C: erutcetihcrA retupmoC 513SC
Asm: erutcetihcrA retupmoC 513SC

pack_bytes

Given four 1-byte values (unsigned), you will combine them into a single 32-bit signed integer value.

$ ./pack_bytes
usage: pack_bytes <b3> <b2> <b1> <b0>

$ ./pack_bytes 1 2 3 4
C: 16909060
Asm: 16909060

$ ./pack_bytes 255 255 255 255
C: -1
Asm: -1

unpack_bytes

Given a signed 32 bit integer value, unpack each byte as an unsigned value:

$ ./unpack_bytes 1000000
C: 0 15 66 64
Asm: 0 15 66 64

$ ./unpack_bytes -2
C: 255 255 255 254
Asm: 255 255 255 254

get_bitseq (this will be developed in class)

Given a 32-bit unsigned integer, extract a sequence of bits and return as an unsigned integer. Bits are numbered from 0 at the least-significant place to 31 at the most-significant place. Here is the usage:

get_bitseq <value> <start_bit> <end_bit>

$ ./get_bitseq 94117 12 15
C: 6
Asm: 6

$./get_bitseq 94117 4 7
C: 10
Asm: 10

get_bitseq_signed

Given a 32-bit unsigned integer, extract a sequence of bits and return as a signed integer. Bits are numbered from 0 at the least-significant place to 31 at the most-significant place. When computing the signed return value you can assume the end_bit is the most significant bit of the signed bit range. You need to sign-extend this value to become a 32-bit 2’s complement signed value. Here is the usage:

get_bitseq_signed <value> <start_bit> <end_bit>

$ ./get_bitseq_signed 94117 12 15
C: 6
Asm: 6

$./get_bitseq_signed 94117 4 7
C: -6
Asm: -6

NTLang Code Generation Requirements

A compiler translates a high-level language to assembly code or machine code directly. You can think of NTLang as a mini high-level language. In this part of the project you are going to add a compiler mode to NTLang so that it will generate RISC-V assembly code that can be assembled and linked to become an executable, which you can run directly on a RISC-V processor (and eventually on the RISC-V that you will build later this semester).

NTLang Parameters

The current NTLang is not very interesting to compile as is, because NTLang expressions have no parameters (variables). A real compiler would be able to evaluate expressions at compile time. That is, something like x = (3 + 4) * 5 would reduce to x = 35 at compile time. So, first we are going to add simple paramters to NTLang that will work like this:

$ ./ntlang -e "(a0 + a1) * a2" -a0 3 -a1 4 -a2 5
35

So your first goal will be to add this paramter support to your implementation of ntlang. Note you only have to support 8 parameters: a0, a1, a2, a3, a4, a5, a6, a7. You will notice that these correspond to the RISC-V registers used as function call arguments.

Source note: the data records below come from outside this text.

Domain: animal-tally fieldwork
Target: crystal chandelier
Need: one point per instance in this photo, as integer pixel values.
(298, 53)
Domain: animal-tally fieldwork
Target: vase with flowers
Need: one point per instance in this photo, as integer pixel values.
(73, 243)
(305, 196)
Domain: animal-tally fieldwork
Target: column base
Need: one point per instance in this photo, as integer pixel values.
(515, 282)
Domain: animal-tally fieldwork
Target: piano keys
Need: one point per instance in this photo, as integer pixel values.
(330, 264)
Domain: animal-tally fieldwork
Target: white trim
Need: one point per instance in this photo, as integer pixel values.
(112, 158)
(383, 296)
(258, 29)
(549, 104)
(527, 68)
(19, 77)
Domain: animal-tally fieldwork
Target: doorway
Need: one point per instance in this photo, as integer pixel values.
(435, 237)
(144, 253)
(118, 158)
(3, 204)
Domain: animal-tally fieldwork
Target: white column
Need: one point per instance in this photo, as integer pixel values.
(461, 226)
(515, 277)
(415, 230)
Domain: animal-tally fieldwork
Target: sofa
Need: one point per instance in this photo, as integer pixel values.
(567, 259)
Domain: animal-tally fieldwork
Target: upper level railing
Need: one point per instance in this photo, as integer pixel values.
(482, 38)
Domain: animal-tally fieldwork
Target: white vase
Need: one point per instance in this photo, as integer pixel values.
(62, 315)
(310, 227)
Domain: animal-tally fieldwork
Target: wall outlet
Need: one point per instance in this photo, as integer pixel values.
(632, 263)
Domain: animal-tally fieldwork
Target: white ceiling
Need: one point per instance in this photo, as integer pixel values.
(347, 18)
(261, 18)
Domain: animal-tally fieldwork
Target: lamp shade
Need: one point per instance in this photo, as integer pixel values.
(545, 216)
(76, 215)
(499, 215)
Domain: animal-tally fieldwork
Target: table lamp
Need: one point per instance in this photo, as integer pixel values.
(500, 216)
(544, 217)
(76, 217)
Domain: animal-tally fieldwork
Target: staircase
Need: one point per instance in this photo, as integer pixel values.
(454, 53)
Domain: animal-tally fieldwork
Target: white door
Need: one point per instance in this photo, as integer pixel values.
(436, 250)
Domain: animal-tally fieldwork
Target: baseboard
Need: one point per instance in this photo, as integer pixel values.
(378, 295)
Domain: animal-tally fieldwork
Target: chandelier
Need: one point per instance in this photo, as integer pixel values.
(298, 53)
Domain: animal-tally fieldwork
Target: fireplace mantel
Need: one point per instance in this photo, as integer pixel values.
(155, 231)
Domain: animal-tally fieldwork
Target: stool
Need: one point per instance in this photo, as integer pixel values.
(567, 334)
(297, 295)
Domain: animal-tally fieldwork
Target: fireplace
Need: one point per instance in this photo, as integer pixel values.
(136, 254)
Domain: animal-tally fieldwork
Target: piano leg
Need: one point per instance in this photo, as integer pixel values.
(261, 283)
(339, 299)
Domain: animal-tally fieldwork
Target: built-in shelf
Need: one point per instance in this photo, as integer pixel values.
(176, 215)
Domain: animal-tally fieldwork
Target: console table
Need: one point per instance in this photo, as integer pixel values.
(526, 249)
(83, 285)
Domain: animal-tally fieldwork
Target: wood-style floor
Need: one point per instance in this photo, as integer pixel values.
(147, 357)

To add this support, you will need to add a new token, modify the scanner, modify the parser, and then the evaluator to reference the paramters. You can add an args array to the nt_config struct. You will also need to add command line parsing support for up to 8 parameters.

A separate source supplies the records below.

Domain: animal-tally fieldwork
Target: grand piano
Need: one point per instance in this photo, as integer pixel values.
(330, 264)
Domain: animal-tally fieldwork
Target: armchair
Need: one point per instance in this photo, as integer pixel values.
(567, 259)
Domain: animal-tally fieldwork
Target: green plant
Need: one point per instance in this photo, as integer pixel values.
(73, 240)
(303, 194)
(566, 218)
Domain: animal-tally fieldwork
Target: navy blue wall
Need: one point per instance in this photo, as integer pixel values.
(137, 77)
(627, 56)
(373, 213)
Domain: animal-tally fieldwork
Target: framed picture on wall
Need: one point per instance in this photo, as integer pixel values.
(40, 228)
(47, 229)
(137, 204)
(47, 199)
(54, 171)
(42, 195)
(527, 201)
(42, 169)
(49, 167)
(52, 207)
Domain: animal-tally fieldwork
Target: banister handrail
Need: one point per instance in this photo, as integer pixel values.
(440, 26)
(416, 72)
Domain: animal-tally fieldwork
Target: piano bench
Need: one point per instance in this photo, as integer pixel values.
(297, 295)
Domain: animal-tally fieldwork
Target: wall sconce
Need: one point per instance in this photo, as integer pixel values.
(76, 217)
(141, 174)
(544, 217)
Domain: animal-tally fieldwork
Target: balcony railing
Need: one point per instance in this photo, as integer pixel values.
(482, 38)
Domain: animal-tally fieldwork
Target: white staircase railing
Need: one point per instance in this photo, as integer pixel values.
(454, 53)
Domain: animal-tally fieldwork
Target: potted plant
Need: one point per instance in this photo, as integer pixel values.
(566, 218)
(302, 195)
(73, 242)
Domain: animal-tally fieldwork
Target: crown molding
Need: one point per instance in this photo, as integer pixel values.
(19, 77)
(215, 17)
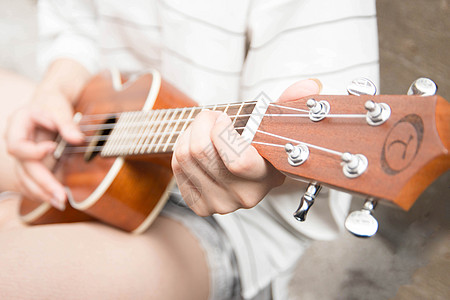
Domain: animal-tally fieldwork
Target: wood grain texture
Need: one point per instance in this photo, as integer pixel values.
(142, 180)
(396, 172)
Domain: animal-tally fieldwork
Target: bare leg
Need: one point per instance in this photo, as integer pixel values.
(15, 91)
(93, 261)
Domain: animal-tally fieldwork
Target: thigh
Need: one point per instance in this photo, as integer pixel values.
(92, 261)
(15, 91)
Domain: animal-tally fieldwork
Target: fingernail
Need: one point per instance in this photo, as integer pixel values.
(319, 84)
(58, 204)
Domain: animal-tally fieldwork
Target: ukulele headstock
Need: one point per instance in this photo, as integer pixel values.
(388, 147)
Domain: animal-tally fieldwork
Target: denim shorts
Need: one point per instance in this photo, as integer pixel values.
(223, 269)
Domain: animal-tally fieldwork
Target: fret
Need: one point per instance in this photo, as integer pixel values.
(157, 132)
(175, 127)
(130, 134)
(114, 143)
(146, 124)
(226, 109)
(238, 113)
(141, 124)
(166, 130)
(148, 134)
(186, 123)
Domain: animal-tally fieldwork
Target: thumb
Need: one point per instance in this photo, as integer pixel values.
(301, 89)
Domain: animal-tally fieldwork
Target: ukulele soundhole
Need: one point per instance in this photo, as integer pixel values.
(99, 139)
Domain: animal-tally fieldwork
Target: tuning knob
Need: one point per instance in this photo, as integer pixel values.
(423, 87)
(361, 86)
(362, 223)
(307, 201)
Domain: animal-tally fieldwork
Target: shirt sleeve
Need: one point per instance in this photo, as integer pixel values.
(334, 41)
(68, 29)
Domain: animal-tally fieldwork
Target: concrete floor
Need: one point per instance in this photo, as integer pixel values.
(409, 258)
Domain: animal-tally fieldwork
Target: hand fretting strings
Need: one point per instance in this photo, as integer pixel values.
(139, 132)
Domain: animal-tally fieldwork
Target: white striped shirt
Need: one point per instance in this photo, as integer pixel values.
(223, 51)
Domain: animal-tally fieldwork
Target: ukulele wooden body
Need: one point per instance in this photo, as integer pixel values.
(124, 192)
(127, 185)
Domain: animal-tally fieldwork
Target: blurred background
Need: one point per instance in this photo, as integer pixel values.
(409, 258)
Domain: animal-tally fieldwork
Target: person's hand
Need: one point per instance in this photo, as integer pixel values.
(215, 175)
(29, 139)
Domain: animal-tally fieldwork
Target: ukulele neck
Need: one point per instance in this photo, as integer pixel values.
(156, 131)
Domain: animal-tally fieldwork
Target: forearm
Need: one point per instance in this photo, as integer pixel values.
(66, 76)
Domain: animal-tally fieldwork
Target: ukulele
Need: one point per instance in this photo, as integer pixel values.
(388, 147)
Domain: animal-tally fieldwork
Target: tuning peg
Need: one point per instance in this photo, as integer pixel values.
(362, 223)
(297, 155)
(423, 87)
(361, 86)
(307, 201)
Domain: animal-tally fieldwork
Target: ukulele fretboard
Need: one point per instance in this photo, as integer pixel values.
(156, 131)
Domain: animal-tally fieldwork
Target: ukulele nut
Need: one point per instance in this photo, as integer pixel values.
(361, 86)
(353, 165)
(318, 110)
(377, 113)
(297, 155)
(423, 87)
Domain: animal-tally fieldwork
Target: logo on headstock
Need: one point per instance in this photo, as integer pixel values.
(402, 144)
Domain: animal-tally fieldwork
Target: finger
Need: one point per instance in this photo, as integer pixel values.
(202, 149)
(24, 149)
(18, 141)
(188, 190)
(195, 180)
(68, 129)
(45, 180)
(301, 89)
(237, 154)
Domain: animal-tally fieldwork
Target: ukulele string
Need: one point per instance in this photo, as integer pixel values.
(82, 149)
(87, 128)
(157, 142)
(95, 117)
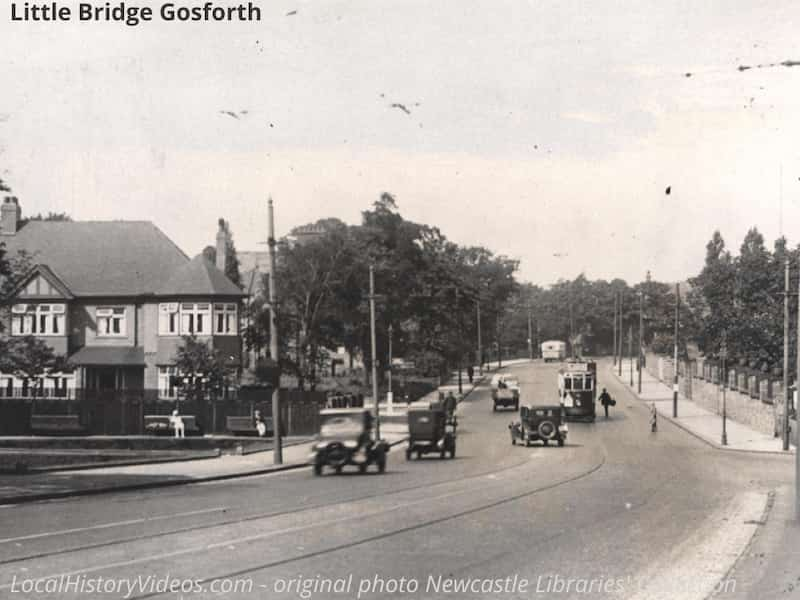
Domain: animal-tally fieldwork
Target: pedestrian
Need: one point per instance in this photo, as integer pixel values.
(177, 423)
(450, 404)
(606, 401)
(260, 423)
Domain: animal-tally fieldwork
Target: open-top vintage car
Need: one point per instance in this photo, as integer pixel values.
(431, 430)
(346, 438)
(506, 393)
(545, 423)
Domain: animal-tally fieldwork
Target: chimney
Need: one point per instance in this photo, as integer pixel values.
(10, 215)
(222, 245)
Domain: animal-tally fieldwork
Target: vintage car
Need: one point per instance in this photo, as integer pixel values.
(346, 438)
(506, 393)
(545, 423)
(431, 430)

Here is the updated micro syntax:

/*

# Scanner EBNF

whitespace  ::=  (' ' | '\t') (' ' | '\t')*

tokenlist  ::= (token)*
token      ::= intlit | hexlit | binlit | symbol
symbol     ::= '+' | '-' | '*' | '/' | '>>' | '>-' | '<<' | '~' | '&' | '|' | '^'
intlit     ::= digit (digit)*
regname    ::= 'a0' | 'a1' | ... | 'a7'
hexlit     ::= '0x' | hexdigit (hexdigit)*
binlit     ::= '0b' ['0', '1'] (['0', '1'])*
hexdigit   ::= 'a' | ... | 'f' | 'A' | ... | 'F' | digit
digit      ::= '0' | ... | '9'

# Ignore
whitespace ::= ' ' | '\t' (' ' | '\t')*

*/

Here is the updated parser grammar:

/*

# Parser

program    ::= expression EOT

expression ::= operand (operator operand)*

operand    ::= intlit
             | hexlit
             | binlit
             | regname
             | '-' operand
             | '~' operand
             | '(' expression ')'
*/

Code Generation

To support a compiler mode for NTLang, you will add a new option called -c <name> that tells NTLang to compile instead of interpreting an expression:

$ ./ntlang -e "(a0 + a1) * a2" -c foo > foo.s
$ gcc -o foo foo.s
$ ./foo 3 4 5
35 (0x23)
$ ./foo 1 2 3
9 (0x9)

Note that in the compiled version you don’t need to support -b or -w.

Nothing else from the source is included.